I am new to regex using Python. Now I have got a question like:
myTry=['a bb Aas','aa 1 Aasdf','aa bb (cc) AA','aaa ASD','aa . ASD','aaaa 1 bb Aas']
What I want to find is the sub strings that before capitals (A in this example), it may include multiple words and () but not include numbers and .. So, in this example, The below strings in myTry should be detected:
'a bb Aas'
'aa bb (cc) AA'
'aaa ASD'
The result should be:
'a bb'
'aa bb (cc)'
'aaa'
I have no idea to use regex to define a pattern like 'include something and exclude something at the same time'.
especially the first and the last strings: 'a bb Aas' and 'aaaa 1 bb Aas'. I want the first one and I do not want the second one. But I do not know how many words would be and how many numbers would be in these words. But as long as there are numbers and . before capitals, I do not need them.

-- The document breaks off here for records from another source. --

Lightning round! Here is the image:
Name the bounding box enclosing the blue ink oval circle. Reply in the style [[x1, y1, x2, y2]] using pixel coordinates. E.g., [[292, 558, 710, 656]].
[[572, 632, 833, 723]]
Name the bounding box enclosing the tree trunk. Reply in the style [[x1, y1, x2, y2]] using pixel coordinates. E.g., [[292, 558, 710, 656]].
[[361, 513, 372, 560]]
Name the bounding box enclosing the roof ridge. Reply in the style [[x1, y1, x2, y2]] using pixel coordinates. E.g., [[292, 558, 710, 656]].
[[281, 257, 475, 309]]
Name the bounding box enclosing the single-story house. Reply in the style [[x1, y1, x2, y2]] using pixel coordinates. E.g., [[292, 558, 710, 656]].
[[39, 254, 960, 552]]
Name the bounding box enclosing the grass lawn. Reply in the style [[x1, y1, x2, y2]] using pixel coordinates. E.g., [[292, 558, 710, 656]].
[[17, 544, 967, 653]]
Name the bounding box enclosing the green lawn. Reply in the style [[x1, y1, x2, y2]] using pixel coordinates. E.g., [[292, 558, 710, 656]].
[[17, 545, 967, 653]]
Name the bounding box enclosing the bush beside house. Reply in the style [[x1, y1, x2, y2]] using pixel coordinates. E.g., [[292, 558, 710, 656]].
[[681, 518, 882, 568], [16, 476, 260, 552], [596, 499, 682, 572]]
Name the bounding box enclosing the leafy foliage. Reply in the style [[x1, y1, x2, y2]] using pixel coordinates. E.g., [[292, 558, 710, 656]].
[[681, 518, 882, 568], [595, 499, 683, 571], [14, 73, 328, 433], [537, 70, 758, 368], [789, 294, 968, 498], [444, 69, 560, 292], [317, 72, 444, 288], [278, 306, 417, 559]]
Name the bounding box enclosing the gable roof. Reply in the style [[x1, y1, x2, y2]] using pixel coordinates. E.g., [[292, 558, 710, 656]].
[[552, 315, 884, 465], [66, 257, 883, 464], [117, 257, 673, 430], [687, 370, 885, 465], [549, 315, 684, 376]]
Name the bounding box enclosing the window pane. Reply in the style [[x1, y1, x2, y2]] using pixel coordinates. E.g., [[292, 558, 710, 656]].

You can use two regex operations. The first filters out invalid results by matching on ^[a-zA-Z\s\(\)]*$
, and the second collects the desired substrings using a positive lookahead: .*?(?= [A-Z])
.
import re
my_try = ['a bb Aas','aa 1 Aasdf','aa bb (cc) AA','aaa ASD','aa . ASD','aaaa 1 bb Aas']
filtered = [x for x in my_try if re.match(r'^[a-zA-Z\s\(\)]*$', x)]
result = [re.match(r'.*?(?= [A-Z])', x).group(0) for x in filtered]
print(result) # => ['a bb', 'aa bb (cc)', 'aaa']
If you anticipate that some strings might pass the filter (that is, contain something other than alphabetical characters, parenthesis or whitespace), but might not match the lookahead, you'll need to filter the intermediate result:
import re
my_try = ['a bb Aas','aaa ASD','aa . ASD','aaaa 1 bb Aas', '']
# ^^ could cause problems
filtered = [x for x in my_try if re.match(r'^[a-zA-Z\s\(\)]*$', x)]
matches = [re.match(r'.*?(?= [A-Z])', x) for x in filtered]
result = [x.group(0) for x in matches if x]
print(result) # => ['a bb', 'aaa']